🤖 AI Summary
Current evaluations struggle to disentangle large language models’ reasoning from their retrieval capabilities on novel scientific questions and are susceptible to interference from memorized parameters and data distribution shifts. To address this, this work introduces the DeR2 sandbox benchmark, which decouples retrieval and reasoning through four evidence access conditions—instruction-only, concept-only, relevant documents, and full document set—focusing on core challenges such as multi-step synthesis, noise robustness, and evidence-driven reasoning. DeR2 employs a frozen corpus of theoretical papers (2023–2025), expert-annotated concepts, and verifiable reasoning chains, complemented by a two-stage validation protocol to prevent parameter leakage. It further introduces, for the first time, a mechanism gap metric to quantify retrieval and reasoning losses separately. Experiments reveal significant deficiencies in mainstream models’ structured reasoning, including fragility in mode switching and conceptual misuse, highlighting substantial room for improvement.
📝 Abstract
Despite strong performance on existing benchmarks, it remains unclear whether large language models can reason over genuinely novel scientific information. Most evaluations score end-to-end RAG pipelines, where reasoning is confounded with retrieval and toolchain choices, and the signal is further contaminated by parametric memorization and open-web volatility. We introduce DeR2, a controlled deep-research sandbox that isolates document-grounded reasoning while preserving core difficulties of deep search: multi-step synthesis, denoising, and evidence-based conclusion making.
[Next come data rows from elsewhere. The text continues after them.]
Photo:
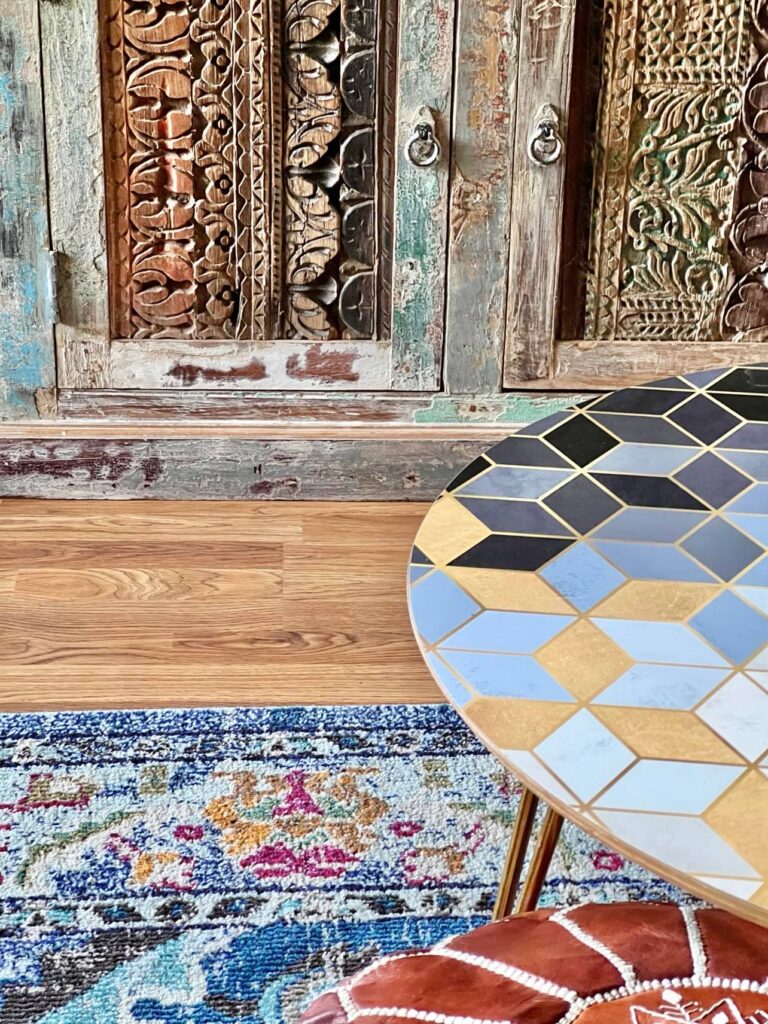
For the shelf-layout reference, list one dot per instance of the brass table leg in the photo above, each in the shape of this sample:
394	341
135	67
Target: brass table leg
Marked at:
518	846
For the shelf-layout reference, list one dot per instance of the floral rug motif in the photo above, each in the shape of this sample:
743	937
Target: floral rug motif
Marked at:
221	866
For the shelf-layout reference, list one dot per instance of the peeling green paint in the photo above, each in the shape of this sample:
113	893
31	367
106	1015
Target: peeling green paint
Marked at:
424	83
26	333
511	408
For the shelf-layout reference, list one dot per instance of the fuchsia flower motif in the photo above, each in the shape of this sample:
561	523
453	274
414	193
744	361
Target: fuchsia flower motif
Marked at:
406	828
188	833
606	860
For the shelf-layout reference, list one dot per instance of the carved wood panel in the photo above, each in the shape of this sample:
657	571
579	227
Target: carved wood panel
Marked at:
242	143
668	154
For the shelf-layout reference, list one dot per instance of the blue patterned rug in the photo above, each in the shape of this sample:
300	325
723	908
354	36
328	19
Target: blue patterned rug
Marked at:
220	866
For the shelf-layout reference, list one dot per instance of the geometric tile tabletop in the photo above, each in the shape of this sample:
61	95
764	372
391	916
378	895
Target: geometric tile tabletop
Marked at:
592	596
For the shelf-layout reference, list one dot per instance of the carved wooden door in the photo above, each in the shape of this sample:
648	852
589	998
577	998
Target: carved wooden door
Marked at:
641	249
266	228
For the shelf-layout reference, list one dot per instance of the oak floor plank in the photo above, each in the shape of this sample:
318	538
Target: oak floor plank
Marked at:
184	603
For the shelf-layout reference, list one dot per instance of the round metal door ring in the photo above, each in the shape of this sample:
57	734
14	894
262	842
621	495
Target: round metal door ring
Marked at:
423	148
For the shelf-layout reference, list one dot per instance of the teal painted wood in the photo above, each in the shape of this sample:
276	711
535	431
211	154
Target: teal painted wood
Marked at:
424	80
480	194
27	363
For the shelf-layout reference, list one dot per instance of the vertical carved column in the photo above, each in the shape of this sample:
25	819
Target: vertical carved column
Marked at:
331	244
745	308
667	157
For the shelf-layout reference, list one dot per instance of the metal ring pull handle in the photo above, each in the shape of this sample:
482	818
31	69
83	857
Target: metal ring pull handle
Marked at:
545	142
423	147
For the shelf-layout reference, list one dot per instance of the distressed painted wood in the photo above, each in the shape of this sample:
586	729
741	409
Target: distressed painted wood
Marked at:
231	365
232	468
486	68
547	29
621	364
76	171
27	365
424	81
258	407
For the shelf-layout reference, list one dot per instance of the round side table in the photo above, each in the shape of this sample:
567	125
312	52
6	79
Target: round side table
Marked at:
592	597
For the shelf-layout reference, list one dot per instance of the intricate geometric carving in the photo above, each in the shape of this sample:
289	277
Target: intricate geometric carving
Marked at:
745	309
330	159
242	167
667	160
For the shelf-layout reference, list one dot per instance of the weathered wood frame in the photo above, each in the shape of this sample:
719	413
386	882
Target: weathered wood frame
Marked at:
97	378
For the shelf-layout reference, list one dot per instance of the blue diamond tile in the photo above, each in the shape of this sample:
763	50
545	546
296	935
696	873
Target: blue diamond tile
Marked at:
438	605
732	626
655	686
722	548
653	561
584	754
508	632
583	577
505	675
670	643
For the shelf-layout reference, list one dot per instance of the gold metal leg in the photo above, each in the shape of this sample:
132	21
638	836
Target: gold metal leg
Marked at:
541	858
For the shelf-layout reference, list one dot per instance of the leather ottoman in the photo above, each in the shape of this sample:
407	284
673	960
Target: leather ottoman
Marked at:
596	964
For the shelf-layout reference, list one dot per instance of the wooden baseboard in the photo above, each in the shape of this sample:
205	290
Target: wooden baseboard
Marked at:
170	462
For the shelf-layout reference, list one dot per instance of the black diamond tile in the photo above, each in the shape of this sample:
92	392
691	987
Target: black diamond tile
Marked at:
469	472
673	383
540	427
582	440
745	379
582	504
637	399
419	558
713	479
644	429
514	516
722	548
501	552
648	492
750	407
705	419
517	451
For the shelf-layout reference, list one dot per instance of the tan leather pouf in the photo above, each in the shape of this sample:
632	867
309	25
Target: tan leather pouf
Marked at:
596	964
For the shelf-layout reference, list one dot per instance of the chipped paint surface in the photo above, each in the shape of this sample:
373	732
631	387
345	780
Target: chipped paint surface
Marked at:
425	66
233	468
26	333
480	192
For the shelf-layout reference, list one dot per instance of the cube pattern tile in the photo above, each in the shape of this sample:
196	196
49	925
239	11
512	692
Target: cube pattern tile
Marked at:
592	593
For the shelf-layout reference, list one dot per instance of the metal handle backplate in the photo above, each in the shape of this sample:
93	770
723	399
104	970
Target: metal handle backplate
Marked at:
545	141
423	147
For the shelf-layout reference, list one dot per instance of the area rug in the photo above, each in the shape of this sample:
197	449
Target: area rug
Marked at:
220	866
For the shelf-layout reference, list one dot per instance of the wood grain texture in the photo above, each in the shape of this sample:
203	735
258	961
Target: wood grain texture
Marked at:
212	364
26	301
544	77
424	79
69	39
94	617
480	194
292	408
235	468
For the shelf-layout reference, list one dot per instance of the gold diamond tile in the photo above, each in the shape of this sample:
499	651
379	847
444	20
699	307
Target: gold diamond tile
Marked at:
513	723
449	530
510	591
584	659
656	600
671	735
739	816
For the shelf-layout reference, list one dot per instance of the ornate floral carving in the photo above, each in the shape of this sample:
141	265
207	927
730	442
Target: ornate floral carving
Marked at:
745	309
242	167
331	168
666	168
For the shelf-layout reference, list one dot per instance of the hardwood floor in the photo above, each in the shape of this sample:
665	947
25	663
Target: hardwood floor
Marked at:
136	604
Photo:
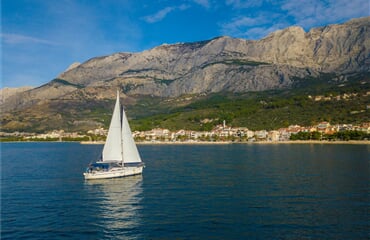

DeR2 decouples evidence access from reasoning via four regimes--Instruction-only, Concepts (gold concepts without documents), Related-only (only relevant documents), and Full-set (relevant documents plus topically related distractors)--yielding interpretable regime gaps that operationalize retrieval loss vs. reasoning loss and enable fine-grained error attribution. To prevent parametric leakage, we apply a two-phase validation that requires parametric failure without evidence while ensuring oracle-concept solvability. To ensure reproducibility, each instance provides a frozen document library (drawn from 2023-2025 theoretical papers) with expert-annotated concepts and validated rationales. Experiments across a diverse set of state-of-the-art foundation models reveal substantial variation and significant headroom: some models exhibit mode-switch fragility, performing worse with the Full-set than with Instruction-only, while others show structural concept misuse, correctly naming concepts but failing to execute them as procedures.